El ciego, tal como se había dicho, siguió su camino hacia el norte y nueve días después llegó al pueblo de Rodeo, a orillas del río Oro. De todas partes le llovían regalos. Las mujeres acudían a él. Lo paraban por la calle. Lo abrumaban con sus pertenencias y se ofrecían a cuidar de él en una parte de su trayecto.
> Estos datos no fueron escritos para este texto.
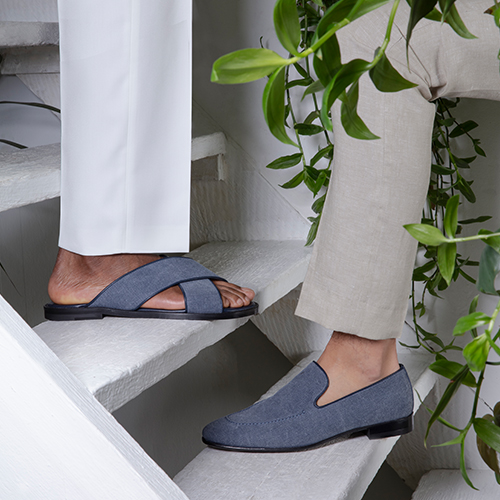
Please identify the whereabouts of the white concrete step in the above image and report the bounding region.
[174,350,438,500]
[0,132,226,212]
[35,241,310,411]
[0,21,59,49]
[412,469,500,500]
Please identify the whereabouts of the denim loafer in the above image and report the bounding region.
[203,362,413,452]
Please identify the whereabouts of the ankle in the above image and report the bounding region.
[319,332,399,383]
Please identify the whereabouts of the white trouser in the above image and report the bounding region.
[59,0,192,255]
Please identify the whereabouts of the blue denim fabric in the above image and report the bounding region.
[88,257,226,313]
[203,362,413,451]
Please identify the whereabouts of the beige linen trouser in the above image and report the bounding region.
[297,0,500,339]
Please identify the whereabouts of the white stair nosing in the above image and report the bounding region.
[174,350,437,500]
[0,21,59,49]
[35,241,310,411]
[0,132,226,212]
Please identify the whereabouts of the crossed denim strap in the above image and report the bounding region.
[88,257,226,313]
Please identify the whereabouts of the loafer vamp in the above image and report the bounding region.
[203,363,413,451]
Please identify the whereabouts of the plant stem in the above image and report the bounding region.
[447,233,500,243]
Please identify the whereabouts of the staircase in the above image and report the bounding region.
[0,6,445,500]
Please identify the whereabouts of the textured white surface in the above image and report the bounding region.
[174,350,435,500]
[17,73,61,109]
[252,286,332,364]
[0,0,57,22]
[191,132,226,161]
[0,133,225,211]
[0,144,61,211]
[35,241,309,411]
[0,21,59,48]
[0,297,187,500]
[0,45,59,75]
[411,470,500,500]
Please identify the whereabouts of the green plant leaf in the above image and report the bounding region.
[424,366,469,442]
[310,144,333,167]
[369,49,417,92]
[304,111,319,123]
[313,27,342,87]
[450,120,478,138]
[262,68,298,147]
[453,312,491,335]
[311,194,326,214]
[443,194,460,238]
[456,177,476,203]
[266,153,302,170]
[293,63,311,78]
[403,224,449,246]
[431,165,455,175]
[285,78,312,89]
[439,0,455,21]
[321,59,371,130]
[274,0,300,56]
[340,82,380,141]
[211,49,287,84]
[458,215,492,224]
[463,333,490,372]
[429,358,476,387]
[295,123,325,135]
[280,170,304,189]
[477,229,500,253]
[438,243,457,285]
[302,80,325,100]
[474,418,500,454]
[320,0,390,31]
[477,246,500,295]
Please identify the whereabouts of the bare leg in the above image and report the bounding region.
[318,332,399,406]
[49,248,255,310]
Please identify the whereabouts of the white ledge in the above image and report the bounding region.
[35,241,310,411]
[0,21,59,48]
[174,351,438,500]
[0,132,226,212]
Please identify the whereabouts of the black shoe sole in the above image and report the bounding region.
[202,414,413,453]
[44,302,259,321]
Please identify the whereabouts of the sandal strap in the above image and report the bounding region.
[88,257,226,312]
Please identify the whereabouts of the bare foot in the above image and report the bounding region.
[318,332,399,406]
[49,248,255,310]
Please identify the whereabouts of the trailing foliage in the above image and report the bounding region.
[212,0,500,487]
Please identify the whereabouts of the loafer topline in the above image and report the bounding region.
[203,362,413,452]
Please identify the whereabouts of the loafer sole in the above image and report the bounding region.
[202,414,413,453]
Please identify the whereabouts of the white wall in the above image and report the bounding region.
[0,0,500,492]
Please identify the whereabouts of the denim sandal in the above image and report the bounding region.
[203,362,413,453]
[44,257,258,321]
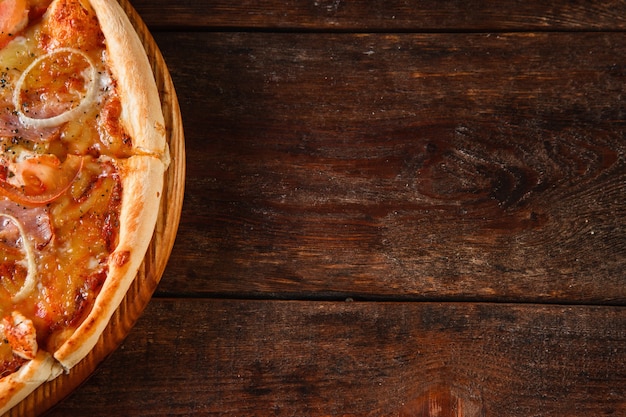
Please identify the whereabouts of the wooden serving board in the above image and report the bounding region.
[7,0,185,417]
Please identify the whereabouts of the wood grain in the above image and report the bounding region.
[50,299,626,417]
[132,0,626,32]
[156,33,626,305]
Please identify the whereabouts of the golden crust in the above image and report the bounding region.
[0,351,63,414]
[54,156,165,369]
[90,0,169,164]
[0,0,169,414]
[54,0,169,369]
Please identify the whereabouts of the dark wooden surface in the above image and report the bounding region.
[50,0,626,417]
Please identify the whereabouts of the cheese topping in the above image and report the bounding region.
[0,0,133,376]
[13,48,98,128]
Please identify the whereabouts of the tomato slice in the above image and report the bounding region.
[0,155,83,206]
[0,0,29,48]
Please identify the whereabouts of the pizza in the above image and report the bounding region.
[0,0,169,413]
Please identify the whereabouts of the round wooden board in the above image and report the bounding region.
[8,0,185,417]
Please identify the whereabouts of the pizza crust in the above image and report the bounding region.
[54,156,165,369]
[0,0,170,414]
[0,351,63,414]
[90,0,169,165]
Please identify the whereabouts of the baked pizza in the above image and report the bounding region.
[0,0,169,413]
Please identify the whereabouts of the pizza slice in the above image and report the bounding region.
[0,0,169,413]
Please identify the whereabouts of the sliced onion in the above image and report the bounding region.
[0,213,37,303]
[13,48,98,128]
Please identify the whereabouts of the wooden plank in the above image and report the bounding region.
[132,0,626,32]
[45,299,626,417]
[157,33,626,304]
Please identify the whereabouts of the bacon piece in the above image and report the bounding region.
[0,100,61,143]
[2,311,38,359]
[0,0,28,48]
[0,199,53,249]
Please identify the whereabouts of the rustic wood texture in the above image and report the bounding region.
[132,0,626,32]
[156,33,626,303]
[35,0,626,417]
[50,299,626,417]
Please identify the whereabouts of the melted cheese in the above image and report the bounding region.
[0,1,127,368]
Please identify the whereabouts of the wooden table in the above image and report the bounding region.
[45,0,626,417]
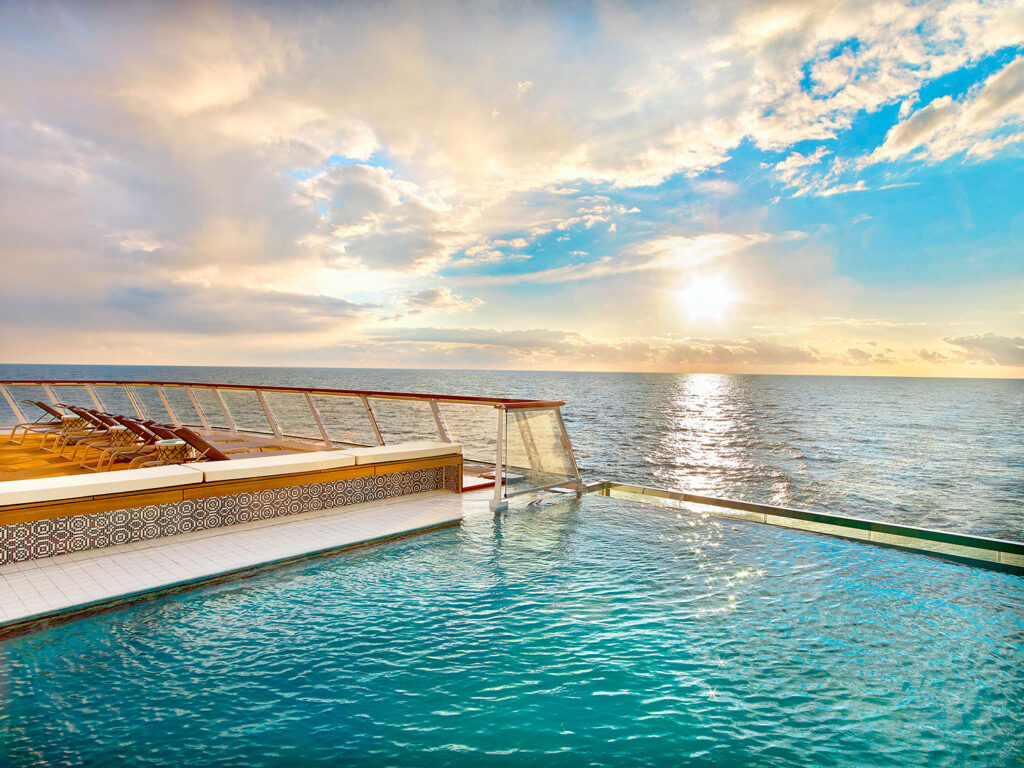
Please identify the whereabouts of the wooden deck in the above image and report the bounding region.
[0,431,119,482]
[0,427,316,482]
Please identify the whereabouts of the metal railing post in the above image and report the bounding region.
[555,408,583,497]
[121,384,150,421]
[0,384,28,424]
[490,406,509,514]
[256,389,284,440]
[185,387,210,429]
[305,392,334,447]
[85,384,103,411]
[210,387,239,432]
[359,394,384,445]
[40,384,57,406]
[154,387,181,427]
[430,399,452,442]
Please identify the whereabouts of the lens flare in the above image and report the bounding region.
[676,275,736,321]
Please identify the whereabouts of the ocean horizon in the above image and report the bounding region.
[0,364,1024,541]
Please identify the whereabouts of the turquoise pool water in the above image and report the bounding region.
[0,498,1024,766]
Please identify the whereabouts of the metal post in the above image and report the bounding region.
[121,384,150,421]
[555,408,583,497]
[0,384,28,424]
[42,384,57,406]
[305,392,334,449]
[210,387,239,432]
[359,394,384,445]
[154,387,181,427]
[490,406,509,514]
[85,384,103,411]
[430,399,452,442]
[185,387,210,429]
[256,389,284,440]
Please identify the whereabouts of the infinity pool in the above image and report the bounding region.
[0,498,1024,766]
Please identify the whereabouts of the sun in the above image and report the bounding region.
[676,275,736,321]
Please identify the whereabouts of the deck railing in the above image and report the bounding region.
[0,380,582,507]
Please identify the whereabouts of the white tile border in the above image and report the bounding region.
[0,490,490,635]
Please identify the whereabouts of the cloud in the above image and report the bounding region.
[943,333,1024,366]
[465,232,774,285]
[395,287,484,314]
[374,328,825,370]
[0,0,1024,372]
[864,56,1024,163]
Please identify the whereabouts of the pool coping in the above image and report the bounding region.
[0,490,489,639]
[586,480,1024,574]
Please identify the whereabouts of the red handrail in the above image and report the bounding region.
[0,379,565,409]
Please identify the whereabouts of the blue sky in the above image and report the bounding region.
[0,0,1024,377]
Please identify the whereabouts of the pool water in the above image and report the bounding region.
[0,497,1024,766]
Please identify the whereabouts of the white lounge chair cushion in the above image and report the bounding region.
[0,465,203,507]
[345,440,462,465]
[184,451,355,482]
Caminaban a su lado describiéndole el pueblo y los campos y el estado de las cosechas y le nombraban las personas que vivían en las casas por delante de las que pasaban y le confiaban detalles de sus asuntos domésticos o le hablaban de las enfermedades de los más viejos. Le contaban sus penas. La muerte de un amigo, la inconstancia de un amante. Le hablaban de la infidelidad de los maridos de una manera que a él le resultaba molesta, y agarrándolo del brazo le susurraban los nombres de las prostitutas. Nadie le pidió que guardase el secreto, nadie le preguntó cuál era su nombre. El mundo se desplegaba ante él como nunca antes lo había hecho.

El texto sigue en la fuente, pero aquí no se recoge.